The Voices of Reason


 

AdamS
January 25, 2010

# re: jQuery 1.4 Opacity and IE Filters

Nice shadow plugin. I noticed on the makeAbsolute method, your doing:

el.remove.appendTo("body")


The elements that have events attached were being removed (as they should with this method). I changed it to:

el.detach.appendTo("body")


and this worked with no problems.

thorn
January 26, 2010

# re: jQuery 1.4 Opacity and IE Filters

Have you filled in a bug report?

Jamin
January 27, 2010

# re: jQuery 1.4 Opacity and IE Filters

I see you got 1.4.1 in your latest build (which I will check out soon as I have some spare hours) and wondering if that makes a difference in what you're seeing here.

There is another change between JQuery 1.3.2 and 1.4 that impacted our app.

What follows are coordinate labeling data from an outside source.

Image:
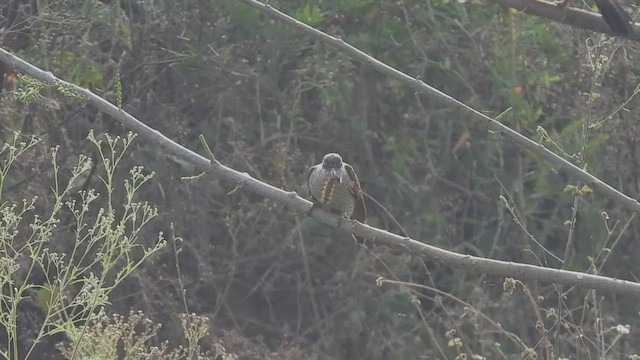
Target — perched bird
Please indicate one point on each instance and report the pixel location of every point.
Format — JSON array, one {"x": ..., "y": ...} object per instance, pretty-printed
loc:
[{"x": 334, "y": 185}]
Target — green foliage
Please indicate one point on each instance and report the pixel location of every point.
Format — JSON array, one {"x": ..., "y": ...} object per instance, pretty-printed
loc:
[
  {"x": 105, "y": 247},
  {"x": 30, "y": 90},
  {"x": 310, "y": 15}
]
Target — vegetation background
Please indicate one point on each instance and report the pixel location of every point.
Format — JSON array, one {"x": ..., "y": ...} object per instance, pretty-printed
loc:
[{"x": 270, "y": 101}]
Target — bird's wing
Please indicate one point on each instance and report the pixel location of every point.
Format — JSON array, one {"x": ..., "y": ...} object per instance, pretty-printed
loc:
[
  {"x": 616, "y": 17},
  {"x": 309, "y": 172},
  {"x": 359, "y": 210}
]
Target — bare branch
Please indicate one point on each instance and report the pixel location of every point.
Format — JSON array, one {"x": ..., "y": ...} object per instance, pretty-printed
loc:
[
  {"x": 292, "y": 200},
  {"x": 587, "y": 20},
  {"x": 466, "y": 111}
]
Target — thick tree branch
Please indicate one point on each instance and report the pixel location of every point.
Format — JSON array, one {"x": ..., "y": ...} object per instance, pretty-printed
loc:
[
  {"x": 567, "y": 15},
  {"x": 292, "y": 200},
  {"x": 466, "y": 111}
]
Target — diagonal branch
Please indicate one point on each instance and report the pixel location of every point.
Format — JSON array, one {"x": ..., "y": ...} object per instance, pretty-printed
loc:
[
  {"x": 292, "y": 200},
  {"x": 587, "y": 20},
  {"x": 468, "y": 112}
]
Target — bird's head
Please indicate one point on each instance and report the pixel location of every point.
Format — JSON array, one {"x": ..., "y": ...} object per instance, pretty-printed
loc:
[{"x": 332, "y": 165}]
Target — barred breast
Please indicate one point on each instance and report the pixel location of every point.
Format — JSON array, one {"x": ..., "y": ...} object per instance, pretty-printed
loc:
[{"x": 330, "y": 193}]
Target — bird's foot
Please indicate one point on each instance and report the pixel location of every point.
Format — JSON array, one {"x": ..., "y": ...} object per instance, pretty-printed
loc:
[{"x": 313, "y": 207}]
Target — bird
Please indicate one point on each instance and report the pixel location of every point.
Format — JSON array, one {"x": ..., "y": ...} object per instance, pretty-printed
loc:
[
  {"x": 334, "y": 186},
  {"x": 613, "y": 14}
]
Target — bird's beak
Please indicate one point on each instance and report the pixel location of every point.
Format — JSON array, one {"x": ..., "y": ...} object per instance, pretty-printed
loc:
[{"x": 335, "y": 173}]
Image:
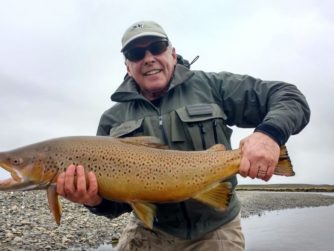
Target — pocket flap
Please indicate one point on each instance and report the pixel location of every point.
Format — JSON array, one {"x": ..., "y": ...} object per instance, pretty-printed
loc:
[
  {"x": 125, "y": 128},
  {"x": 200, "y": 112}
]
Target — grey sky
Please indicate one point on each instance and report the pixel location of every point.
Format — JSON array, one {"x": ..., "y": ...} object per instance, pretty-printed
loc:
[{"x": 61, "y": 60}]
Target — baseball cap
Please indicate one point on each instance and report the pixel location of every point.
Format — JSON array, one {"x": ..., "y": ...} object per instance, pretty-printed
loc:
[{"x": 142, "y": 29}]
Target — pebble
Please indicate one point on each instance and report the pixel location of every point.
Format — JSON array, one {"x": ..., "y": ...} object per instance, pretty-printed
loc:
[{"x": 27, "y": 224}]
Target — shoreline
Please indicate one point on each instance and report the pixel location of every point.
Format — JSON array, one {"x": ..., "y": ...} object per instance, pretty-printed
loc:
[{"x": 27, "y": 224}]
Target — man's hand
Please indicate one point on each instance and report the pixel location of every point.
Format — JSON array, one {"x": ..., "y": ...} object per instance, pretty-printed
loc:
[
  {"x": 260, "y": 155},
  {"x": 74, "y": 185}
]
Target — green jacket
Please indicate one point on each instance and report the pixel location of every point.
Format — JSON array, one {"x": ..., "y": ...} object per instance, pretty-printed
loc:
[{"x": 194, "y": 115}]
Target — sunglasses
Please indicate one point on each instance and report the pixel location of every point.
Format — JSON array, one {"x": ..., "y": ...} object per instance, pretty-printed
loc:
[{"x": 138, "y": 53}]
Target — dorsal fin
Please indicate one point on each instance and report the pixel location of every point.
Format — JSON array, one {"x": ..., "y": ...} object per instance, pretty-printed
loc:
[{"x": 148, "y": 141}]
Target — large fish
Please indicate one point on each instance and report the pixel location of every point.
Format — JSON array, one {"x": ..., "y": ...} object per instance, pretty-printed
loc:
[{"x": 135, "y": 170}]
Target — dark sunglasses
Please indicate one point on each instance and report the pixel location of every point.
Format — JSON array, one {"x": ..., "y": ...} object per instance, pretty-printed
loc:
[{"x": 138, "y": 53}]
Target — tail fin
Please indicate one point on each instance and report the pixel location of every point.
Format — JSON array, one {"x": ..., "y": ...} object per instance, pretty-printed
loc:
[{"x": 284, "y": 166}]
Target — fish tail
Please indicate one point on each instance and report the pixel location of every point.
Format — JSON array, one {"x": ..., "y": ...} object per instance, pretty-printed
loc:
[
  {"x": 284, "y": 166},
  {"x": 218, "y": 195}
]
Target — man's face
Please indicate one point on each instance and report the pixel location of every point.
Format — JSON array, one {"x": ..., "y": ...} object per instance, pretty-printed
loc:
[{"x": 153, "y": 72}]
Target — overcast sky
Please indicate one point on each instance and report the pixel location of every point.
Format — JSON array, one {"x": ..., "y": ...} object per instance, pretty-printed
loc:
[{"x": 60, "y": 61}]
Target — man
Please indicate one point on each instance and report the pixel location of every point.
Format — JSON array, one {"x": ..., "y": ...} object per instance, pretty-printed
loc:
[{"x": 189, "y": 110}]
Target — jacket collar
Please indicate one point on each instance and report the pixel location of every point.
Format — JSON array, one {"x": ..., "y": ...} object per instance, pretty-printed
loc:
[{"x": 128, "y": 90}]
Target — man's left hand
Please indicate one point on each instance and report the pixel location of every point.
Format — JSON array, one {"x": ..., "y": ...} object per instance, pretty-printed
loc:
[{"x": 259, "y": 156}]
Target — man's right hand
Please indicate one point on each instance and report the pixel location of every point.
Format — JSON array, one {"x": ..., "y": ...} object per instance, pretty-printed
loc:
[{"x": 74, "y": 185}]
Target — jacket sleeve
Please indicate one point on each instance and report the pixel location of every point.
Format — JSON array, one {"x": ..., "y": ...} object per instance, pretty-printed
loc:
[
  {"x": 108, "y": 208},
  {"x": 275, "y": 108}
]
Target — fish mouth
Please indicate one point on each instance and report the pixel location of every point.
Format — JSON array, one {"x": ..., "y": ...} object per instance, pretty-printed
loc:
[{"x": 16, "y": 181}]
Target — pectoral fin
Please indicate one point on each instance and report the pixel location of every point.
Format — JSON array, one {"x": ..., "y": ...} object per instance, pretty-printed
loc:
[
  {"x": 54, "y": 203},
  {"x": 217, "y": 196},
  {"x": 145, "y": 211}
]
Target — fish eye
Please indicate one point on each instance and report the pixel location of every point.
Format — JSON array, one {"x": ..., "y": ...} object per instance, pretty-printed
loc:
[{"x": 16, "y": 161}]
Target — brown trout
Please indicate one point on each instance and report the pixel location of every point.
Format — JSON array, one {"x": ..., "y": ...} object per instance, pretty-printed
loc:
[{"x": 136, "y": 170}]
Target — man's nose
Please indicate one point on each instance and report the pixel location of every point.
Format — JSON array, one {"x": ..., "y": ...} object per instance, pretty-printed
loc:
[{"x": 149, "y": 57}]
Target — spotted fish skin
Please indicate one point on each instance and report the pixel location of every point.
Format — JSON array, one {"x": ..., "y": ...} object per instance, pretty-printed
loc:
[{"x": 138, "y": 170}]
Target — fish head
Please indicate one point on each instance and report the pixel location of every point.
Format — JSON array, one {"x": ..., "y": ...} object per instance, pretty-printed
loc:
[{"x": 25, "y": 168}]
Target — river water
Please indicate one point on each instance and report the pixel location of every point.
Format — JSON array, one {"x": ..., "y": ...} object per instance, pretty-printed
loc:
[{"x": 299, "y": 229}]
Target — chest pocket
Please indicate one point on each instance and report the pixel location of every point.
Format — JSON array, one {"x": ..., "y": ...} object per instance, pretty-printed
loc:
[
  {"x": 205, "y": 125},
  {"x": 127, "y": 129}
]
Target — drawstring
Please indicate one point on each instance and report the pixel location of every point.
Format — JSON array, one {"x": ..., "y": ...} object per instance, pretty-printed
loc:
[{"x": 194, "y": 60}]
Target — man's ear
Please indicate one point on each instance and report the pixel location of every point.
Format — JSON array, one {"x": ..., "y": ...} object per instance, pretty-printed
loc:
[{"x": 174, "y": 55}]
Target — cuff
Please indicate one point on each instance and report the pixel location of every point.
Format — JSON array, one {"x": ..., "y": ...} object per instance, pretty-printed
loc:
[{"x": 273, "y": 132}]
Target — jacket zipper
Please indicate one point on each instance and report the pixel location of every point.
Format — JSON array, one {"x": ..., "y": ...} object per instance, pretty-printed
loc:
[
  {"x": 161, "y": 126},
  {"x": 215, "y": 135},
  {"x": 202, "y": 133},
  {"x": 183, "y": 206}
]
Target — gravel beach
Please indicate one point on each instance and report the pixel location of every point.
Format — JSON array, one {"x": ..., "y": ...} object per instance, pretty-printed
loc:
[{"x": 27, "y": 224}]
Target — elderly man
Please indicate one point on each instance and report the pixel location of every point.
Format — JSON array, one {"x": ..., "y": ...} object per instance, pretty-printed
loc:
[{"x": 189, "y": 110}]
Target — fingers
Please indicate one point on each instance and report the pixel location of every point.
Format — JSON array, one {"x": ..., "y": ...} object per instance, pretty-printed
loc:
[
  {"x": 81, "y": 184},
  {"x": 244, "y": 167},
  {"x": 74, "y": 185},
  {"x": 259, "y": 156},
  {"x": 69, "y": 185},
  {"x": 93, "y": 187},
  {"x": 60, "y": 184}
]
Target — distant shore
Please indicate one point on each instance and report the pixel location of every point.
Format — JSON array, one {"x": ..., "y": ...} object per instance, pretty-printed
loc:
[
  {"x": 26, "y": 222},
  {"x": 288, "y": 188}
]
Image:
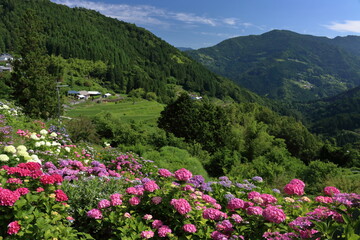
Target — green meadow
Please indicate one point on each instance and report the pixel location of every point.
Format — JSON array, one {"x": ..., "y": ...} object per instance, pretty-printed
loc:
[{"x": 128, "y": 111}]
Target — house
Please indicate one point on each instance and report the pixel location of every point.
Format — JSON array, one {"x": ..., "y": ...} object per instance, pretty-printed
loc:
[
  {"x": 5, "y": 69},
  {"x": 94, "y": 93},
  {"x": 5, "y": 57}
]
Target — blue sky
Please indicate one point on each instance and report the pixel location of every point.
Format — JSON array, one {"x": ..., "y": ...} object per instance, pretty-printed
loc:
[{"x": 200, "y": 23}]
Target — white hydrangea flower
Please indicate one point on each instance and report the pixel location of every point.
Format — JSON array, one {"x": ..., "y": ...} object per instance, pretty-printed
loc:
[
  {"x": 4, "y": 158},
  {"x": 43, "y": 132},
  {"x": 10, "y": 149}
]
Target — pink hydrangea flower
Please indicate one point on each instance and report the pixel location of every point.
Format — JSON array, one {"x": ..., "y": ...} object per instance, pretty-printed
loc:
[
  {"x": 253, "y": 194},
  {"x": 331, "y": 191},
  {"x": 254, "y": 210},
  {"x": 297, "y": 182},
  {"x": 134, "y": 201},
  {"x": 164, "y": 172},
  {"x": 22, "y": 191},
  {"x": 104, "y": 203},
  {"x": 208, "y": 199},
  {"x": 60, "y": 196},
  {"x": 237, "y": 218},
  {"x": 163, "y": 231},
  {"x": 116, "y": 199},
  {"x": 323, "y": 199},
  {"x": 151, "y": 186},
  {"x": 94, "y": 213},
  {"x": 156, "y": 224},
  {"x": 213, "y": 214},
  {"x": 181, "y": 205},
  {"x": 274, "y": 214},
  {"x": 156, "y": 200},
  {"x": 183, "y": 174},
  {"x": 268, "y": 198},
  {"x": 13, "y": 228},
  {"x": 235, "y": 203},
  {"x": 190, "y": 228},
  {"x": 294, "y": 189},
  {"x": 147, "y": 217},
  {"x": 8, "y": 197},
  {"x": 147, "y": 234}
]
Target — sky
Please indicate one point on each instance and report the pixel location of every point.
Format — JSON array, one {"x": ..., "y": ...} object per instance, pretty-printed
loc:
[{"x": 199, "y": 23}]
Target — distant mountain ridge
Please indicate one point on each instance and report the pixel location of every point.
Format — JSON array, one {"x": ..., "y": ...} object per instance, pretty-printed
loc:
[
  {"x": 286, "y": 65},
  {"x": 135, "y": 57}
]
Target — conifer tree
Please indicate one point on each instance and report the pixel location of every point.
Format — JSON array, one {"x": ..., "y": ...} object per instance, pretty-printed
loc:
[{"x": 34, "y": 88}]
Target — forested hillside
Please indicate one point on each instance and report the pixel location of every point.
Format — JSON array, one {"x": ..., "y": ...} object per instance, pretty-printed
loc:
[
  {"x": 135, "y": 58},
  {"x": 286, "y": 65},
  {"x": 337, "y": 116}
]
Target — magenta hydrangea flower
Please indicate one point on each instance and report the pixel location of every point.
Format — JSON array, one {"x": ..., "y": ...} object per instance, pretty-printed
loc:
[
  {"x": 147, "y": 234},
  {"x": 183, "y": 174},
  {"x": 237, "y": 218},
  {"x": 151, "y": 186},
  {"x": 116, "y": 199},
  {"x": 253, "y": 194},
  {"x": 60, "y": 196},
  {"x": 181, "y": 205},
  {"x": 254, "y": 210},
  {"x": 104, "y": 203},
  {"x": 156, "y": 200},
  {"x": 134, "y": 201},
  {"x": 8, "y": 197},
  {"x": 331, "y": 191},
  {"x": 164, "y": 172},
  {"x": 323, "y": 199},
  {"x": 157, "y": 223},
  {"x": 274, "y": 214},
  {"x": 294, "y": 189},
  {"x": 208, "y": 199},
  {"x": 13, "y": 228},
  {"x": 268, "y": 198},
  {"x": 163, "y": 231},
  {"x": 94, "y": 213},
  {"x": 297, "y": 182},
  {"x": 213, "y": 214},
  {"x": 190, "y": 228},
  {"x": 235, "y": 203}
]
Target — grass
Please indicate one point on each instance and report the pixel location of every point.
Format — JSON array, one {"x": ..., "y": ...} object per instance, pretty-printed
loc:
[{"x": 127, "y": 111}]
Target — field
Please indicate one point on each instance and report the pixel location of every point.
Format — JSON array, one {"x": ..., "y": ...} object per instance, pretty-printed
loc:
[{"x": 127, "y": 111}]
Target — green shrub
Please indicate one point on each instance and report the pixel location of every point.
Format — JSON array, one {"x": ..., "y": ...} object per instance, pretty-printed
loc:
[{"x": 173, "y": 158}]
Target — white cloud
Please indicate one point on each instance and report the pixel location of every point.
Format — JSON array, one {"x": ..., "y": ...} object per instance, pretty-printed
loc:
[
  {"x": 148, "y": 15},
  {"x": 346, "y": 26}
]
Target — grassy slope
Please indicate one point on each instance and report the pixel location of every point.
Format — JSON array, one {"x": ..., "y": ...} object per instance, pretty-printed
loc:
[{"x": 127, "y": 111}]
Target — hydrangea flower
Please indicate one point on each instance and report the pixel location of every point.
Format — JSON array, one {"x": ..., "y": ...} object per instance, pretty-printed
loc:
[
  {"x": 181, "y": 205},
  {"x": 183, "y": 174},
  {"x": 189, "y": 228},
  {"x": 94, "y": 213}
]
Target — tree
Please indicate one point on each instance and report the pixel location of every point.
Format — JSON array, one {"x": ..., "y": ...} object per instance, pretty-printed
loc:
[{"x": 34, "y": 87}]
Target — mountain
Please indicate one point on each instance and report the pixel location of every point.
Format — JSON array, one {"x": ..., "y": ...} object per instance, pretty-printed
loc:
[
  {"x": 184, "y": 49},
  {"x": 286, "y": 65},
  {"x": 337, "y": 116},
  {"x": 135, "y": 57}
]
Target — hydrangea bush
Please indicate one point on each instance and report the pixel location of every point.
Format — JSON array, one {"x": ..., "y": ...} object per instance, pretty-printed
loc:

And since it's really your toolkit that determines which JQuery we use this all ties together. 1.3.2 prefers the XMLHttp ActiveX object over the XMLHttpRequest method in IE7. 1.4 reverses that and tries XMLHttpRequest first. Many of our clients use IE7 (and a few still use IE6). When we started testing with west wind toolkit 1.12 and subsequently JQuery 1.3.2 a few installations started throwing these ActiveX warnings. I chased it down to Jquery and IE7. In some of these cases IE is embedded inside another app and IE settings cannot be easily changed. Simply using JQuery 1.4(.1) seems to resolve the issue (very nice timing for us). Probably not too many folks that have to deal with this, but just another fun thing I've run into.

PS - We're headed back your way on Feb 25.

ASP.NET jQuery
March 22, 2010

# re: jQuery 1.4 Opacity and IE Filters

Thanks a lot for your research. I've book marked this and will return to it when I eventually move to jQuery 1.4.